— Да, — сказал Квентин.
— Пошли, — сказал Шрив. — Уйдем из этого холодильника и ляжем спать.
IX
В темноте, в постели, ему сначала сделалось холоднее, чем раньше, словно от единственной лампочки — до того, как Шрив ее выключил, — исходила какая-то слабая, крошечная частичка тепла, и теперь стало казаться, будто суровая непроглядная тьма слилась воедино с жесткой ледяною простыней на расслабленном, готовом ко сну теле в тонком ночном белье. Потом появилось ощущение, будто темнота дышит, отступает, Шрив открыл окно, на фоне излучаемого снегом слабого неземного сиянья вырисовался его четырехугольник, и тогда, словно под давлением тьмы, в жилах заструилась теплая, горячая кровь.
— Университет Миссисипи, — раздался в темноте справа от Квентина голос Шрива. — Раз в семестр университет — эта гордость и честь захолустья — изрыгал своих питомцев, и Баярд пролетал сорок миль (ведь именно сорок, правда?).
— Да, — сказал Квентин. — Их выпуск был бы десятым со дня основания университета.
— Я и не знал, что в штате Миссисипи вообще когда-либо могло набраться десять человек, которые одновременно учились бы в университете, — сказал Шрив. Квентин не ответил. Он лежал, глядя на четырехугольник окна, и чувствовал, как кровь струится по жилам, согревая руки и ноги. И теперь, хотя ему было тепло и хотя, сидя в теплой комнате, он лишь слегка дрожал, теперь все его тело стало дергаться, непроизвольно и судорожно, и дергалось до тех пор, пока он не услышал, как заскрипела кровать, пока это не почувствовал даже и Шрив — опершись на локоть, он обернулся (на этот звук) и посмотрел на Квентина, хотя сам Квентин чувствовал себя превосходно. Он чувствовал себя как нельзя лучше, лежа в постели и спокойно, с любопытством ожидая следующего, ничем не предваренного судорожного рывка. — Господи, неужели тебе так холодно? — спросил его Шрив. — Хочешь, я накрою тебя двумя пальто?
— Нет, — отвечал Квентин. — Мне не холодно. Мне хорошо. Я отлично себя чувствую.
— Тогда почему ты так дергаешься?
— Не знаю. Я ничего не могу с собой поделать. Я отлично себя чувствую.

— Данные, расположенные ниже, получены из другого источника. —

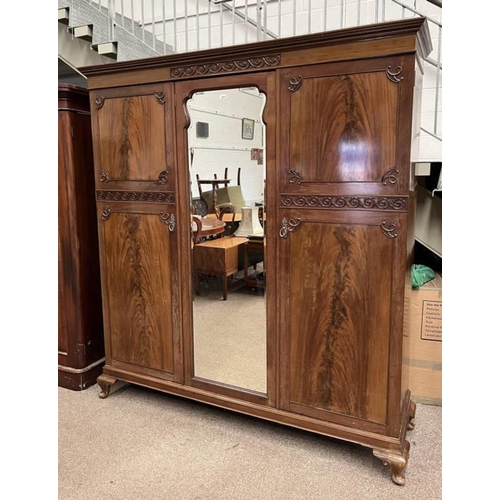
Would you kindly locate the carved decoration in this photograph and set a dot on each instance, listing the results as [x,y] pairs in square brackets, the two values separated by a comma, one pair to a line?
[398,203]
[289,226]
[168,219]
[295,177]
[394,75]
[397,461]
[99,101]
[160,96]
[106,214]
[390,177]
[226,66]
[141,196]
[389,230]
[295,83]
[103,176]
[163,177]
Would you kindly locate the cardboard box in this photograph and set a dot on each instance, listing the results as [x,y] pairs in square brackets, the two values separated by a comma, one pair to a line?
[425,342]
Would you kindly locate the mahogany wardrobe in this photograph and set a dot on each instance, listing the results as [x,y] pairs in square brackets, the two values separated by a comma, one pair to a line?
[325,339]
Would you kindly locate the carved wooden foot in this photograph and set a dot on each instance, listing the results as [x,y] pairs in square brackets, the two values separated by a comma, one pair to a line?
[397,461]
[105,382]
[411,420]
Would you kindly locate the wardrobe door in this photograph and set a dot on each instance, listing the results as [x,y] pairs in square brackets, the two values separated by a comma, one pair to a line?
[345,126]
[345,130]
[340,279]
[137,213]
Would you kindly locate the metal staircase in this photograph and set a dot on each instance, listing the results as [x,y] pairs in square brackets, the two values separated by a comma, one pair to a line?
[120,30]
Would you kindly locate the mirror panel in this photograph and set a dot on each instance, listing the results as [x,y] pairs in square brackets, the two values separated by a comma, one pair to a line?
[227,165]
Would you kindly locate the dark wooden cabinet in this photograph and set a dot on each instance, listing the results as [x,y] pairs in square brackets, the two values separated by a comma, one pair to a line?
[339,210]
[81,337]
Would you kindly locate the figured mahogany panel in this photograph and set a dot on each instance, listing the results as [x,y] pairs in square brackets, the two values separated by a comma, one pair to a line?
[132,138]
[139,267]
[340,313]
[343,128]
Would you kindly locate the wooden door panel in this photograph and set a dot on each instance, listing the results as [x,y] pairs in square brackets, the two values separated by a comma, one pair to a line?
[340,277]
[346,127]
[343,128]
[132,138]
[139,264]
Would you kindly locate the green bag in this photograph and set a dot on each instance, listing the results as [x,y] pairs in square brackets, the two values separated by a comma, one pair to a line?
[420,275]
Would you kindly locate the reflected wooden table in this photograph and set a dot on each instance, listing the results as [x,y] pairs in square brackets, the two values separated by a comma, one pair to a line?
[255,247]
[217,257]
[210,226]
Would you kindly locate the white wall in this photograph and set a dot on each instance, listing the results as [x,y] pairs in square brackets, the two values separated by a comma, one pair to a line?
[223,111]
[287,18]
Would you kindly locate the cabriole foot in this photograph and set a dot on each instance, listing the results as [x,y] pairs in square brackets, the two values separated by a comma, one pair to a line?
[397,461]
[411,419]
[105,382]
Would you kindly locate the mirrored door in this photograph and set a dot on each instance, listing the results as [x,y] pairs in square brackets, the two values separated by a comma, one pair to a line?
[227,173]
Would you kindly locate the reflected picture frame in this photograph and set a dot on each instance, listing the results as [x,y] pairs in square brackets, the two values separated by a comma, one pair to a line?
[247,128]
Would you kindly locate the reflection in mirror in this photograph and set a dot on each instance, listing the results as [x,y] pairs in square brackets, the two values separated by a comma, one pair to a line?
[227,163]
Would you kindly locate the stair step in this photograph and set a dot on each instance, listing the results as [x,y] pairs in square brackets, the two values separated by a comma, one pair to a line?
[109,49]
[63,15]
[84,32]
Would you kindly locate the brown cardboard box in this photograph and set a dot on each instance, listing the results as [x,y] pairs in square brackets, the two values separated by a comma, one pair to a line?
[425,342]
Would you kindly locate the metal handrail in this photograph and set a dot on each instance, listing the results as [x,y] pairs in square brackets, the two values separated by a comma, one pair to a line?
[230,24]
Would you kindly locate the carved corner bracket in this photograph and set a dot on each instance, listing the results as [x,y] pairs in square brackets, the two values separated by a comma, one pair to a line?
[289,226]
[295,83]
[106,214]
[169,220]
[390,177]
[389,230]
[160,96]
[394,75]
[163,177]
[99,101]
[103,176]
[295,177]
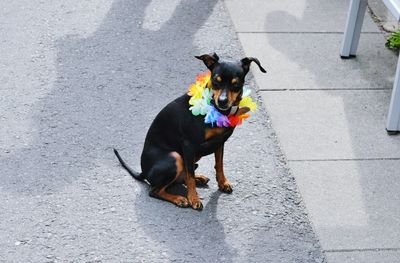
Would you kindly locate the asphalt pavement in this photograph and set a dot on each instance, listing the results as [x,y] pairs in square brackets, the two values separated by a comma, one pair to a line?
[80,78]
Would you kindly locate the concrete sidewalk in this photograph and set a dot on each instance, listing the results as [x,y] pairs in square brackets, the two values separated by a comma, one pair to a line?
[329,115]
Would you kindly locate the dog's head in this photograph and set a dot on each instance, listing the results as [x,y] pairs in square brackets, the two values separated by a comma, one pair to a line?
[227,79]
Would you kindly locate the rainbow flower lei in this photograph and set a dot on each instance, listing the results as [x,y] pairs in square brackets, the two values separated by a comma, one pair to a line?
[200,102]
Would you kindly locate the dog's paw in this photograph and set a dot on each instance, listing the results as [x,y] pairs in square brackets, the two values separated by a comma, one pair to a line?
[201,180]
[196,204]
[181,202]
[225,187]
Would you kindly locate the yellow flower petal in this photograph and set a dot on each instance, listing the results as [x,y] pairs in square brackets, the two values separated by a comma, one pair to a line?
[248,102]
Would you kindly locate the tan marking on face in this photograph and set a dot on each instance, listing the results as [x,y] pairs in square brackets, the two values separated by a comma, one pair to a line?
[232,97]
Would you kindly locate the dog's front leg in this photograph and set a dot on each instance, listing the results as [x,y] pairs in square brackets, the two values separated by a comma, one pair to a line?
[190,181]
[223,183]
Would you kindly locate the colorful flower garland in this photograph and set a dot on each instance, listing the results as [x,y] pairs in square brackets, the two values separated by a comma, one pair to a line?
[200,102]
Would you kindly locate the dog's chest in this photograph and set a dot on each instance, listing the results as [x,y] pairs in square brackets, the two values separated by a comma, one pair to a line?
[214,138]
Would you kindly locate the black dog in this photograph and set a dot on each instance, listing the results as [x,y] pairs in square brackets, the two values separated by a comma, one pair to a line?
[177,139]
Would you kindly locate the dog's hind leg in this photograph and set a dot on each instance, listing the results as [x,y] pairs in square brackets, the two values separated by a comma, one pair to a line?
[163,175]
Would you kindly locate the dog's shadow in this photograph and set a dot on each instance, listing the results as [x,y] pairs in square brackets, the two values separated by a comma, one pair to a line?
[185,234]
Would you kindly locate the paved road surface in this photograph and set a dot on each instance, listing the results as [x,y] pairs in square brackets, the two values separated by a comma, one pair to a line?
[83,77]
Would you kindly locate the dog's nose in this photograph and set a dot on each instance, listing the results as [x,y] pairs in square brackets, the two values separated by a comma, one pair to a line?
[222,101]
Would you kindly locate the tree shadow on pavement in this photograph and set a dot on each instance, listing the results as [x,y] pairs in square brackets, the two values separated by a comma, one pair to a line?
[110,86]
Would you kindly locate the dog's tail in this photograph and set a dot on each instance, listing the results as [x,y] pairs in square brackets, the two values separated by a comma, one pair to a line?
[136,175]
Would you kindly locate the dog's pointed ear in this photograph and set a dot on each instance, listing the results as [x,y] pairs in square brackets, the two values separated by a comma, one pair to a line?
[209,60]
[246,64]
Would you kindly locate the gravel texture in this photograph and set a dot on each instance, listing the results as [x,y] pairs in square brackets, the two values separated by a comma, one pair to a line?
[82,77]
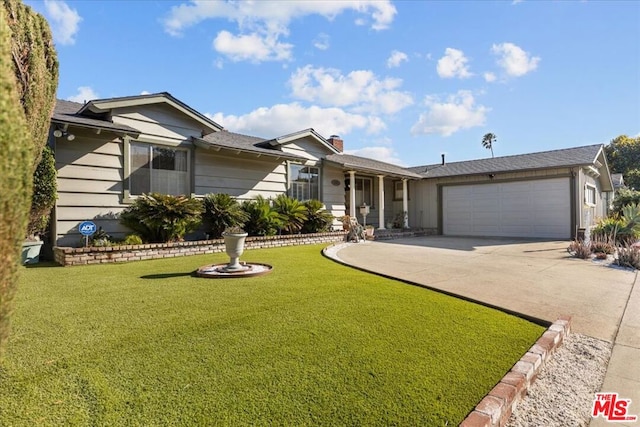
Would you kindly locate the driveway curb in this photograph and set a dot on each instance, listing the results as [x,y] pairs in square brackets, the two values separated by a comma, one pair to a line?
[496,407]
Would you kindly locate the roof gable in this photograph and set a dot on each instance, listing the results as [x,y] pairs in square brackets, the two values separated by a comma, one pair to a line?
[296,136]
[65,113]
[104,106]
[570,157]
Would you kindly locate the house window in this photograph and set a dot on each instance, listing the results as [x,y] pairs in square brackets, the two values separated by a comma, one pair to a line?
[364,191]
[156,169]
[304,182]
[590,195]
[397,190]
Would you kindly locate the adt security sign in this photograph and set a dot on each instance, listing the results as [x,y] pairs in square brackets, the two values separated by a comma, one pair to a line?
[87,228]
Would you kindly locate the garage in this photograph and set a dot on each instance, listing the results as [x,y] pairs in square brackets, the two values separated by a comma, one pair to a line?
[532,209]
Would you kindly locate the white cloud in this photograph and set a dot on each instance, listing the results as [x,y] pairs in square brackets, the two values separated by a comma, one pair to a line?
[251,47]
[282,119]
[453,64]
[396,59]
[515,61]
[458,112]
[489,77]
[85,93]
[321,42]
[64,21]
[261,24]
[384,154]
[361,90]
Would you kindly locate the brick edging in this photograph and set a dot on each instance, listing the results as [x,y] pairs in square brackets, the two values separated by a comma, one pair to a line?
[111,254]
[496,407]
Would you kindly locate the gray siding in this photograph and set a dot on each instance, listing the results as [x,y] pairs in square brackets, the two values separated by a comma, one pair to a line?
[241,176]
[89,185]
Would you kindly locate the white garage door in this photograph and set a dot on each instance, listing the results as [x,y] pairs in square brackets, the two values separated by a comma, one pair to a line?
[538,209]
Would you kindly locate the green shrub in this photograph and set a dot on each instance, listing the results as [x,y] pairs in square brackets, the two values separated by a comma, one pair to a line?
[222,211]
[292,213]
[262,220]
[132,239]
[602,245]
[318,219]
[628,256]
[160,218]
[623,198]
[580,249]
[44,193]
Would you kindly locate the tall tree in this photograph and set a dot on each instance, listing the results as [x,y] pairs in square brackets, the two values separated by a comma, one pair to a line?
[28,81]
[488,140]
[623,156]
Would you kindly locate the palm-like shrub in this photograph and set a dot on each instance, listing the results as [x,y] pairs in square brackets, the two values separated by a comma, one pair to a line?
[159,218]
[607,228]
[222,211]
[292,213]
[262,220]
[631,219]
[625,197]
[318,219]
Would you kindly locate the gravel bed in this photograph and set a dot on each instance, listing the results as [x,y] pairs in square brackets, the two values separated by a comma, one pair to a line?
[564,391]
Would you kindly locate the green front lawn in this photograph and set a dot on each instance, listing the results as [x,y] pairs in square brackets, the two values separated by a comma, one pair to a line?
[312,343]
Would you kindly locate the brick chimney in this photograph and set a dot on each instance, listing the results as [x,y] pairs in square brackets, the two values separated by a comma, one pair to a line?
[337,142]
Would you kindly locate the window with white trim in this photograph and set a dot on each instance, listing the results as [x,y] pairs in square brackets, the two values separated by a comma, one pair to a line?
[398,189]
[304,182]
[158,169]
[590,194]
[364,191]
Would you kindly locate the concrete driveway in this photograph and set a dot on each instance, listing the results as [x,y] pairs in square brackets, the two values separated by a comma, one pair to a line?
[538,279]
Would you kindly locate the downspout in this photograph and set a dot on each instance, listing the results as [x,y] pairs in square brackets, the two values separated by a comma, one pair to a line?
[574,208]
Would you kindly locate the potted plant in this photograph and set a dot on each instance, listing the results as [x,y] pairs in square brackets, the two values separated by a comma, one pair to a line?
[368,230]
[234,246]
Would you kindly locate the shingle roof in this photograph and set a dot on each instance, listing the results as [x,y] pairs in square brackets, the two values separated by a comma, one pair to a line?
[569,157]
[65,112]
[236,141]
[349,161]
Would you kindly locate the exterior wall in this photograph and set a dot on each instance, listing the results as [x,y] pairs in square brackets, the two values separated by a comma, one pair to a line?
[90,174]
[241,176]
[424,209]
[589,215]
[333,194]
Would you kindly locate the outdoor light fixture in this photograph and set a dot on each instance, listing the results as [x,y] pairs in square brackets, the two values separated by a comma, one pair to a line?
[58,133]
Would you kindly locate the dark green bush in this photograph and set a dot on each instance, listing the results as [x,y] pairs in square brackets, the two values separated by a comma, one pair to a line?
[293,213]
[44,193]
[159,218]
[628,256]
[262,220]
[318,219]
[132,239]
[624,198]
[580,249]
[222,211]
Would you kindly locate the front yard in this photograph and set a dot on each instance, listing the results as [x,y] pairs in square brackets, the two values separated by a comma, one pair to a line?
[312,343]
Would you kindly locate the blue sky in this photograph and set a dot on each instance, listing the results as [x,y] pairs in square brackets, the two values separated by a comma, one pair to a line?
[401,82]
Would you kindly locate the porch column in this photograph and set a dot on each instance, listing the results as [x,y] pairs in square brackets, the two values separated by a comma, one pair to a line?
[405,203]
[381,202]
[352,194]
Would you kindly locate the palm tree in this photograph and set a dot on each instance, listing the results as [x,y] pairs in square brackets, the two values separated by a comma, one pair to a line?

— Ладно. Но если захочешь накрыться пальто, скажи. Господи, если б я был с Юга, мне бы подумать было страшно провести девять месяцев в этом климате. Может, я вообще не поехал бы сюда с Юга, даже если бы и смог здесь жить. Подожди. Послушай. Я не собираюсь разыгрывать из себя остряка или умника. Я просто стараюсь это понять и не знаю, как это получше выразить. Ведь у нас в семье ничего такого нет. А если что-то такое и было, то все это случилось давным-давно, за морем, и теперь не осталось ничего, на что можно смотреть каждый день, чтоб оно нам про это напоминало. Мы не живем среди потерпевших поражение дедов, и освобожденных рабов (а может, я понял все как раз наоборот, и освобождены были твои родичи, а поражение потерпели черномазые?), и пуль, застрявших в обеденном столе, и разного тому подобного, что должно нам вечно напоминать о том, чего никогда нельзя позабыть. Что это такое? Нечто, чем вы живете и дышите, как воздухом? Некая пустота, наполненная призрачным неукротимым гневом, славой и гордостью событиями, что начались и кончились полсотни лет назад? нечто вроде святого долга никогда не прощать генералу Шерману, долга, переходящего по наследству от отца к сыну, от отца к сыну, так что во веки веков, пока дети твоих детей будут производить на свет детей, ты будешь всего только отпрыском бесконечной линии полковников, убитых во время атаки Пиккета[90] при Манассасе?